Stella compresses their life together in this short time. She repeats old stories—The Mummer’s Parade, the way they danced together at weddings, how they both loved Burt Lancaster movies, all of this --- until my mother is alert enough to smile. Stella, a mother of six, knows the most important thing for Katie to hear is that her children will be all right. Her daugther Carol is married to my brother, and like him, an addict. Stella knows the sorrows of motherhood too. And they both look to Mary because she suffered with her child too. It is the hour of reassurance, of letting go, of peace. That my wedding a week ago was perfect and I am happy. That my brother, though still afflicted, is trying to find work.
I am talking to my mother as well, fussing with the water pitcher, changing channels on the overhead tv.
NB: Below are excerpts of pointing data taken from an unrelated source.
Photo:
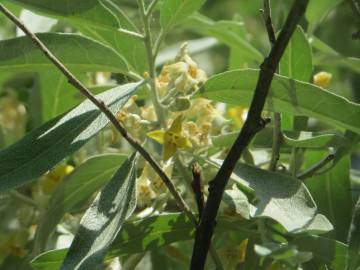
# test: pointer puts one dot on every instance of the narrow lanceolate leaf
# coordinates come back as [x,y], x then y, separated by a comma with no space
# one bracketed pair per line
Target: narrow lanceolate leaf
[328,56]
[332,192]
[44,147]
[279,196]
[353,256]
[103,220]
[57,95]
[132,48]
[176,11]
[92,12]
[147,234]
[298,139]
[286,95]
[325,250]
[296,62]
[76,52]
[76,189]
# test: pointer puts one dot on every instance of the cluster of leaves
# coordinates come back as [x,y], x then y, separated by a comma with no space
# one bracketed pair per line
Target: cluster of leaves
[87,183]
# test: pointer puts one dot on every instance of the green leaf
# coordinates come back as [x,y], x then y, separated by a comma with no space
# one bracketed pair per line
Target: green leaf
[173,12]
[78,187]
[237,201]
[92,12]
[283,252]
[296,63]
[332,192]
[231,33]
[328,56]
[103,220]
[76,52]
[287,96]
[147,234]
[324,250]
[132,48]
[57,95]
[50,260]
[298,139]
[44,147]
[194,47]
[353,256]
[279,196]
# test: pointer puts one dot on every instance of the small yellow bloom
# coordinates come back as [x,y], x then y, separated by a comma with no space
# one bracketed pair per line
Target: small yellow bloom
[238,115]
[322,79]
[172,139]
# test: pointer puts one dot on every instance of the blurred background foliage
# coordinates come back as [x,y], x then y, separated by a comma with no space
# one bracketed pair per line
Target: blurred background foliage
[22,107]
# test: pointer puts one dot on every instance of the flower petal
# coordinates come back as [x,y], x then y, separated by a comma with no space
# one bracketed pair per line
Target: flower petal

I won’t tell her the meaning of her life. It is as if by holding back I can save her.
Stella leaves that evening and doesn’t return. I spend the next day merely watching the defilement and malady of the body that brought me to life. A nurse comes in and delicately as possible offers to up the morphine drip to end my mother’s suffering, and I believe she means my own as well. Alone, I agree.
An hour later I get the call. I am told that at the last moment, she sat up, looked towards heaven and fell back to her pillow. I chose to believe Mother Mary came to her, took her and is with her still.